Find the parametric representation of the surface which is the part of the sphere $x^2 + y^2 + z^2 = 4$ that lies above the cone with equation $z = \sqrt{x^2 + y^2}$.

When tasked with finding the parametric representation of a surface, especially one defined as the intersection or section of more fundamental geometric shapes, it is crucial to understand both the parametric and implicit forms of those shapes. In this instance, the broader challenge involves a sphere and a cone, two classical surfaces in multivariable calculus. Recognizing that both the sphere and cone are symmetric shapes will aid in leveraging their respective equations effectively. The sphere, given by all points equidistant from a center, and the cone, defined similarly by its equation, interact in three-dimensional space at specific features that may lead to a simpler form in polar or spherical coordinates.

The parametric representation transforms these standard forms into a function of one or two parameters—often angles when dealing with spheres and cones. The problem is simplified dramatically by shifting from Cartesian coordinates to spherical coordinates, especially given the spherical symmetry.
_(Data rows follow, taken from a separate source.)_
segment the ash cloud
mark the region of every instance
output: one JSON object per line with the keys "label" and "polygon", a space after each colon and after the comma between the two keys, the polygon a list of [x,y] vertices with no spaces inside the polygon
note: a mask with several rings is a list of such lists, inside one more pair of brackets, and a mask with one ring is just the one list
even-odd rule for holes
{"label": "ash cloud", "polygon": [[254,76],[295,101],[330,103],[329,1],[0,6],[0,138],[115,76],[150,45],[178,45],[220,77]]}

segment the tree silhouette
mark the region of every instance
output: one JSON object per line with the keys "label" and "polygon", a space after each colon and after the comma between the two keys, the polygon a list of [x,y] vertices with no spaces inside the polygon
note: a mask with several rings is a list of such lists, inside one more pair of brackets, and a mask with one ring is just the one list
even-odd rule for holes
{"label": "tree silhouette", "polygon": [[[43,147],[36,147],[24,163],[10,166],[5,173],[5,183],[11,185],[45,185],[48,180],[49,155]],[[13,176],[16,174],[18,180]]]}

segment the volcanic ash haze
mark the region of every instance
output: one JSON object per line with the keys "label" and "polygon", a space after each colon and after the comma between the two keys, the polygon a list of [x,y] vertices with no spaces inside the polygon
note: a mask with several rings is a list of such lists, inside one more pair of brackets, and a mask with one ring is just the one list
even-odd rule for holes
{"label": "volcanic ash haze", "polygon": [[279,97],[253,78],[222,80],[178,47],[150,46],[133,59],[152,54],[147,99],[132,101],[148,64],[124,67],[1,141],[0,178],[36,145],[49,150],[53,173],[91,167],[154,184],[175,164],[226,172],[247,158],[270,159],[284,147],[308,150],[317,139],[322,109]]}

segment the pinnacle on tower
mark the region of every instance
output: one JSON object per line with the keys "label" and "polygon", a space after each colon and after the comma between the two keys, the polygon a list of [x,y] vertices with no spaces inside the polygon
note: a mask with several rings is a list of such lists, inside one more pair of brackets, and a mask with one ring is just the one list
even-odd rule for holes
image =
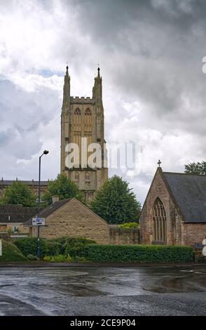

The conditions given by the boundaries, like the part of the sphere above the cone, suggest specific limits on the parameters that outline the surface fully.

The fundamental advantage of a parametric form is how it allows one to describe complicated geometric shapes succinctly. Solving such problems typically involves setting up the range of parameters that satisfy both the sphere and cone conditions. In practical terms, this means deriving the radial and angular limits or expressions that translate the intersection of the surfaces. The goal is to express every point on the desired surface in terms of these parameters, delivering a concise description in a multidimensional space.